Sarà la nonna Adelina, la madre di sua madre, a spiegare ad Annetta l'essenza del dolore e della infelicità: "L'infelicità è un luogo, un luogo fisico, una stanza buia nella quale scegliamo di stare. Tanto che, quando accendiamo un lume, subito lo schermiamo, perché nessuno possa spiare all'interno". La nonna finirà in manicomio, e la sorte della figlia Sofia Vivier, malgrado l'apparente buon matrimonio e la presenza di Annetta, è destinata a seguirne le orme. Il romanzo attraversa tutta la vita di Annetta, la sua solitudine, la sua mancanza di rapporti con l'esterno, malgrado i buoni studi universitari che saranno l'unico suo riscatto. A scuola cerca di farsi delle amiche, ma loro restano sempre lontane, approfittando della ricchezza e della generosità della bambina; malgrado venga ossessivamente misurata sul muro la sua crescita, le ossa di Annetta non si allungano, e lei continua a rimuginare, a istituire paragoni, ad illudersi: "Noi piccoli dobbiamo sempre integrare, col pensiero, ciò che di concreto manca al nostro corpo". La casa delle donne, madre, figlia, nipote, è piena di oggetti, fotografie dimenticate nei cassetti, ninnoli preziosi che Sofia ha comprato all'insaputa del marito e poi ha nascosto, un gentiluomo dipinto su una tela ad olio, dalla cui cintura pende un orologio d'oro brillante, ma forse così lo vede solo Annetta.
 
Gli anni trascorrono, tetri e privi di speranza, e ci si avvia alla conclusione della storia. La morte del padre, la progressiva perdita dei beni, del negozio, della ricchezza, l'arrivo di un personaggio maschile, uno sfruttatore, che giocherà un ruolo devastante nel destino delle due donne, madre e figlia, rese prigioniere del loro legame malato. "L'infelicità è irragionevole.
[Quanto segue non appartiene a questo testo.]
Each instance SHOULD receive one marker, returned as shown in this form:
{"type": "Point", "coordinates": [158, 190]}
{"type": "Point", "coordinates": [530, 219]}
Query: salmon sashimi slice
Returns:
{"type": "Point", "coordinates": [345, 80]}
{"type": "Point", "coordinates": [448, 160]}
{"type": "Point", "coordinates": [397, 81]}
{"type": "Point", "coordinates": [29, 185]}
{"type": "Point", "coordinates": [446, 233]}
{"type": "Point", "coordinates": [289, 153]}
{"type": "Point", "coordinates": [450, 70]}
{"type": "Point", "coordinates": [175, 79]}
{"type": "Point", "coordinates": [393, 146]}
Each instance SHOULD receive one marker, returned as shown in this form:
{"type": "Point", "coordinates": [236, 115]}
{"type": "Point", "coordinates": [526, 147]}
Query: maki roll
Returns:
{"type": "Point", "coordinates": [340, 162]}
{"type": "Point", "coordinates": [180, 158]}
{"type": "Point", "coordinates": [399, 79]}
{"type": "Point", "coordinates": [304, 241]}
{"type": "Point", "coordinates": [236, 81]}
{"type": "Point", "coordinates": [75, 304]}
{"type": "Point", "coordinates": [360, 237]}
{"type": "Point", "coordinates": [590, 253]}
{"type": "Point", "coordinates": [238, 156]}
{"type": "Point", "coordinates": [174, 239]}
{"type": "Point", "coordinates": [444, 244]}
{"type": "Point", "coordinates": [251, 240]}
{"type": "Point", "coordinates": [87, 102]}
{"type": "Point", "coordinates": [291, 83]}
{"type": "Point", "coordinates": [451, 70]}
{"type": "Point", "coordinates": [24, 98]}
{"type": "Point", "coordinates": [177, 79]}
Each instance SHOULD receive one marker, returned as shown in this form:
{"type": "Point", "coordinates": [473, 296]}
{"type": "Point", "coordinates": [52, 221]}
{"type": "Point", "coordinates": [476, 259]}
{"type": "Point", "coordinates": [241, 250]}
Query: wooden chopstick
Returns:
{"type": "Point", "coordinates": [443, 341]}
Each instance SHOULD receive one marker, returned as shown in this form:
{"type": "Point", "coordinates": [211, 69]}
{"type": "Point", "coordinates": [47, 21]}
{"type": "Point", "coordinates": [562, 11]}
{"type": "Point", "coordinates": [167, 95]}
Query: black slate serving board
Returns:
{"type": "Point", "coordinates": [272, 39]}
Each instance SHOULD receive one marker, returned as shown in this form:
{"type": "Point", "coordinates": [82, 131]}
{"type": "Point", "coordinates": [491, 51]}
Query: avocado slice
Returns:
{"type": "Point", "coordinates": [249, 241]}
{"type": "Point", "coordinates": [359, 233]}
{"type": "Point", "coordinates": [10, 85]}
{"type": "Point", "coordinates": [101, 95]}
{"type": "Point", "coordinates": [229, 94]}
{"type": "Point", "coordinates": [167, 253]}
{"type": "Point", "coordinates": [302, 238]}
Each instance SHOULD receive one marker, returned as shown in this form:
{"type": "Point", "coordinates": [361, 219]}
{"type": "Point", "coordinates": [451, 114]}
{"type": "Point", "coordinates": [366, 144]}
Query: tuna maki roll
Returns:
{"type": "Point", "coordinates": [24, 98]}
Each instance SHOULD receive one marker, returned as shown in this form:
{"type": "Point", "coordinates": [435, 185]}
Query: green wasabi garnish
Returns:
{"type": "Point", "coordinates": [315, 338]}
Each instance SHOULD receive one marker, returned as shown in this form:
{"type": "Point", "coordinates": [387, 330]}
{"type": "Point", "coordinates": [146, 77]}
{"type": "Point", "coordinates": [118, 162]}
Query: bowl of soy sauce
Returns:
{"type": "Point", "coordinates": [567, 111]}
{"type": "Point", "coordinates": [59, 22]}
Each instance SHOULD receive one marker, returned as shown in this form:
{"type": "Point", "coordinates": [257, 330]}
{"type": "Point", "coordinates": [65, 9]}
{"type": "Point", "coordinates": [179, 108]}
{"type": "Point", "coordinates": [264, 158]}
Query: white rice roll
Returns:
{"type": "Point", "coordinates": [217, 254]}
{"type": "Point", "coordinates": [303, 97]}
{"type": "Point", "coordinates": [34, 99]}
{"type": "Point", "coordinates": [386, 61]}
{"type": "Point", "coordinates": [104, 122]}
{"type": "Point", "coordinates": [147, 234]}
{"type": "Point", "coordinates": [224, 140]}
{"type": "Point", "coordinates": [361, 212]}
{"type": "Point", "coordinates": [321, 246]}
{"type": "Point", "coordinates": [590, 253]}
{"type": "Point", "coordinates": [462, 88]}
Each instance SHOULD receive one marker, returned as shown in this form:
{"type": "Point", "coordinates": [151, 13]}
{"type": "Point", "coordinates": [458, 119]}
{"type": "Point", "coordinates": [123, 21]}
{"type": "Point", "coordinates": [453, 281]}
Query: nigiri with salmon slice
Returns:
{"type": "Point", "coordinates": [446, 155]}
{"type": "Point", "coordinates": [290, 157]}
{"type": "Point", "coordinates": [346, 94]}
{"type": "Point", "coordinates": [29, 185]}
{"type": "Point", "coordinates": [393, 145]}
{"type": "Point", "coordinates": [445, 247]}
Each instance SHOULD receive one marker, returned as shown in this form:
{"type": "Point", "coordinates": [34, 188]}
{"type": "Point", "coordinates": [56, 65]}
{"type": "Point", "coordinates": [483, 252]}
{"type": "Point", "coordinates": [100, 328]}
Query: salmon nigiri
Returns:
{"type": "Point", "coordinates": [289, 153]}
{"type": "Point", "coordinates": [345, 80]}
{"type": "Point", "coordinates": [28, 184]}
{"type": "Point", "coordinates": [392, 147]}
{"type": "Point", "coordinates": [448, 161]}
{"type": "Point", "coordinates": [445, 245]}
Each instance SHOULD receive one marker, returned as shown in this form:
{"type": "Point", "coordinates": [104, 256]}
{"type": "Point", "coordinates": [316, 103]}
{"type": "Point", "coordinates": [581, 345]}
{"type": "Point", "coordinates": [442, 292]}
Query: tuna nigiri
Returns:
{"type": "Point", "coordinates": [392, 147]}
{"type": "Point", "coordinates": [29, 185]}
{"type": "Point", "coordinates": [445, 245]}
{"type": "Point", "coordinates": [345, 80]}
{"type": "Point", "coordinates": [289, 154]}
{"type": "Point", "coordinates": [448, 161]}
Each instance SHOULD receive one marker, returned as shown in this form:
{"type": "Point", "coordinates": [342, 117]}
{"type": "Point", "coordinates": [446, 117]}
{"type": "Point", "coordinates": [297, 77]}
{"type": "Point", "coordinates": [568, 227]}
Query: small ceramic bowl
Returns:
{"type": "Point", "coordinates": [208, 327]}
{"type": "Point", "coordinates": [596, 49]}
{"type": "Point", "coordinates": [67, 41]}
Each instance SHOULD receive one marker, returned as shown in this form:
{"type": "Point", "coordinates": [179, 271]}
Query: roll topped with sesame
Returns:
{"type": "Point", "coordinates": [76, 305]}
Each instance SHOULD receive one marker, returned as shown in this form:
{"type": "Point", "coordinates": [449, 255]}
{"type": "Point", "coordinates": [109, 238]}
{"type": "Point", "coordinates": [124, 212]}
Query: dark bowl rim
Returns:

C'è chi ne è oppresso già dalla nascita e chi, sopperendo alla mancanza di predisposizione naturale, rimane così a lungo a contemplarla in sua madre da arrivare a sentirne nella pelle gli spini". Molto poetico il linguaggio di Carmen Verde, molto dura la storia raccontata, interessante l'architettura del romanzo, fatto di brevi brani, di pagine quasi bianche, un pensiero sospeso: un romanzo d'amore, triste e spietato, nel quale la malattia pervade ogni cosa, e nulla sembra offrire riscatto tranne la morte con cui la malattia confina. Malgrado la buona scrittura, la storia priva di speranza non mi sembra opportuna per la conquista di un ambitissimo premio. Ma aspettiamo i responsi di luglio.